Private matters such as these are to be handled with care and consideration for the other person’s feelings.

Also, understanding how backhanded compliments or harmful suggestions can be offensive is key to being kinder, minding other people’s privacy and valuing our own.


As our older relatives may have come from a different generation, some of their views, opinions and mannerisms may not be quite so acceptable in this day and age. We all have an uncle/aunty who brings up local politics on the dinner table more than he should.

Or that one relative who still holds outdated stereotypes about race or religion. It is important that we acknowledge the generation gap and maybe steer the conversation in another direction.


It can be frustrating when the long awaited cousin chat is postponed thanks to Aunty Lee’s touching story about her best friend’s son’s uncle’s in-laws’ adopted roommate.
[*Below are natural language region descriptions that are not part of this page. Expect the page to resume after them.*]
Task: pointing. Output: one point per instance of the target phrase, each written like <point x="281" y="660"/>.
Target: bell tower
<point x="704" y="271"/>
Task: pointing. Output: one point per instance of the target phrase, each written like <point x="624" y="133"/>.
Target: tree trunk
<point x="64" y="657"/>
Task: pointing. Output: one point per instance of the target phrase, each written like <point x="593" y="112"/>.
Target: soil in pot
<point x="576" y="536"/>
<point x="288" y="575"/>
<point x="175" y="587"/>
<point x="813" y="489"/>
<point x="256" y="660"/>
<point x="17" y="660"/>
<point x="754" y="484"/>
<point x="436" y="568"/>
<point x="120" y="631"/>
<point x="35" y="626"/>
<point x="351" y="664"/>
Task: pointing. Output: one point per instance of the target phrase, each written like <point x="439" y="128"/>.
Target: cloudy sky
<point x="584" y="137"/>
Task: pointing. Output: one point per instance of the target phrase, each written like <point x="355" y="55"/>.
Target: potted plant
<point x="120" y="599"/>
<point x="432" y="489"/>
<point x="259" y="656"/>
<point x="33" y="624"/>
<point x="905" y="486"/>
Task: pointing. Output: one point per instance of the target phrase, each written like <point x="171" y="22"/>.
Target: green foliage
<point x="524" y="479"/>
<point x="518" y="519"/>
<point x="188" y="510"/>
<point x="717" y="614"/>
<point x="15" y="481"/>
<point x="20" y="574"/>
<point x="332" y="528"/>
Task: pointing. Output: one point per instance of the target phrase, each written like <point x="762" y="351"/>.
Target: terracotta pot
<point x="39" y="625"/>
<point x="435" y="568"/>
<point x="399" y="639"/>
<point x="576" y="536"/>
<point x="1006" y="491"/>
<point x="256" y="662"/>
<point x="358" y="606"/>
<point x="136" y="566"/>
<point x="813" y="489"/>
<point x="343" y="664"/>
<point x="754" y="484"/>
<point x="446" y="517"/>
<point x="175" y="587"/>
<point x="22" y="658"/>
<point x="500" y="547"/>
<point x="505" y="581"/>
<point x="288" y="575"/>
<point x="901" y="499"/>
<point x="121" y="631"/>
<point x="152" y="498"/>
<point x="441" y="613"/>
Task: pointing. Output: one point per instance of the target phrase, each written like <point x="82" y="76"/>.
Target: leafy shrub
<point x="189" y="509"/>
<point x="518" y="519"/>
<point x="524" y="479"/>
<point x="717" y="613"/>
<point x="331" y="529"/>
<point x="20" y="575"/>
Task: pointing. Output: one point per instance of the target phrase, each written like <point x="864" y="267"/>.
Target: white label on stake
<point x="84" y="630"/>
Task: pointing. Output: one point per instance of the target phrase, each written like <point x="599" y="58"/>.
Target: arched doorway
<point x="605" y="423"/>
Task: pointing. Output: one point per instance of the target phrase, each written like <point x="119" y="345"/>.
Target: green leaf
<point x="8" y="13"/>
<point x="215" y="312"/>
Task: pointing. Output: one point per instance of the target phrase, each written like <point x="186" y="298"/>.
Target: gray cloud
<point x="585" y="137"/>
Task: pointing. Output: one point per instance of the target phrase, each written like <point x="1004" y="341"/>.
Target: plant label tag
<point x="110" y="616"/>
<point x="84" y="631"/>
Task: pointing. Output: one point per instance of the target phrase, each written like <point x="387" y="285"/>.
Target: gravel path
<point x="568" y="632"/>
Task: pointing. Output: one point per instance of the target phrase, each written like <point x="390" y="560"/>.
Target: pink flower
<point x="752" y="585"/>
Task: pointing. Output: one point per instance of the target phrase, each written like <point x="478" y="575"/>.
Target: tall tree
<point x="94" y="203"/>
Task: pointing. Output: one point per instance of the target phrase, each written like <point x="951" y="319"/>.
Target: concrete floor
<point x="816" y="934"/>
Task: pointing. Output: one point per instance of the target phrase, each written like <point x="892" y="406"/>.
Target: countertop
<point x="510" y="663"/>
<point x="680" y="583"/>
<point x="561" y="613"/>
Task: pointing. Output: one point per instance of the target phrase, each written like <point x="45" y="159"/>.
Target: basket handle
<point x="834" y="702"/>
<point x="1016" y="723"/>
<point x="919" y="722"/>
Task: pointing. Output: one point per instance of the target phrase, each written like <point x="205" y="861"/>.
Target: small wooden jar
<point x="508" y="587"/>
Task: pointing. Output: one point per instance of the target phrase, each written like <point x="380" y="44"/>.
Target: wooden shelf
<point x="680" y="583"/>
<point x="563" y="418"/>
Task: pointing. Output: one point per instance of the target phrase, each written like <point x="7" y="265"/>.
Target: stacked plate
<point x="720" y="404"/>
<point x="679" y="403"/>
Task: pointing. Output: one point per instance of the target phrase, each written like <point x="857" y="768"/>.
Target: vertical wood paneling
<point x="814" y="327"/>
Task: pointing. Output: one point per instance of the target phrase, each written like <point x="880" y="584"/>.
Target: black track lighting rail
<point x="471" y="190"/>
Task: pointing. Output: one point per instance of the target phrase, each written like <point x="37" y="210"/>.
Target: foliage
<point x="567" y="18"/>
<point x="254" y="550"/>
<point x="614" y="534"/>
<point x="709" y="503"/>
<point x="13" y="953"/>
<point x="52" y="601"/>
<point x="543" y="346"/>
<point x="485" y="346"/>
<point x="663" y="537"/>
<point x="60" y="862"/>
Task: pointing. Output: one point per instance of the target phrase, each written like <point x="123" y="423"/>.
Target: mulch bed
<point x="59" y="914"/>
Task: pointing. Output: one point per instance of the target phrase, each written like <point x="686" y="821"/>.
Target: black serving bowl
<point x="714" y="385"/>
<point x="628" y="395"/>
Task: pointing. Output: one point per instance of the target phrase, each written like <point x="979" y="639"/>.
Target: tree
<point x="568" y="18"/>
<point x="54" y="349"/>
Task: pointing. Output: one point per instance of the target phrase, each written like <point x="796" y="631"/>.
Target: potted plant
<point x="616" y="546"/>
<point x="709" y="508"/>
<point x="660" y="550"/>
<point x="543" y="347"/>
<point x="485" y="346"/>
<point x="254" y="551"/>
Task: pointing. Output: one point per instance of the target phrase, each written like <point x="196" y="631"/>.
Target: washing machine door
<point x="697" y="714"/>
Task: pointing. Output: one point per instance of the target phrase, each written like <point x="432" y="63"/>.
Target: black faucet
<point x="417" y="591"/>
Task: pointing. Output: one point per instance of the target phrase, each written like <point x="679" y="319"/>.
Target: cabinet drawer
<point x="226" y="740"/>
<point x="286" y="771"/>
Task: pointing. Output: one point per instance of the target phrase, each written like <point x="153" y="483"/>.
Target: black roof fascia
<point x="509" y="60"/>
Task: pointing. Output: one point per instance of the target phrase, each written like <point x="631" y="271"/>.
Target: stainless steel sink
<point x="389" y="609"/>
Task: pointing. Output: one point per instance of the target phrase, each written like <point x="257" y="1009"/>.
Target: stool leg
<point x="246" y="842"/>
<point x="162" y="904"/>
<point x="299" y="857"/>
But the reason why our old folks demand our attention and time could be because they long for company and enjoy socialising but don’t get to do so as often anymore. Even more now, with the pandemic.

Think of the few times you do return to your hometown. The joy of company may be constant for us when going back but we don’t think of the buffer times in between.

When we are back in school or work constantly moving and running, back at Pa’s house it is still and frankly empty.

So, be patient and think of it as them making full use of this social gathering instead of feeling like Aunty Lee’s story would be more appreciated when told to the forgetful neighbour.


It is no secret that attracting fortune is an integral piece of Chinese New Year tradition, second only to family.

It is wrapped around gifts of cash, pasted on the walls, and it’s even part of the wishes uttered when we greet each other. In conversation work is brought up, business success, wages, bonuses.

Wishing for good fortune is part of Chinese New Year celebrations.

Have you heard questions like this before: ‘You need to find a better job, lah, your younger brother makes more money in accounting,’ ‘Maybe you should talk to your cousin to get better stocks’, or ‘You got NFT, ah?’

Money is important, but not more than the personal value you bring to your family. No matter if one is a multimillionaire or a McDonald’s trainee, in a family gathering everyone should be treated equally. Because no matter how rich or poor you are, everyone is equally worthy.


One unfortunate symptom of growing older is the toll it takes on the body physically but more so mentally. Patience sometimes does not grow with age, only the thinness of tempers.

Pride and prejudice will be two things we will deal with our entire lives. Whether we allow others’ lack of patience to rub off our own is up to us.

For some families conversations can go south with one small step, in such situations remember to be patient. Be the example of what tolerance looks like by being tolerant.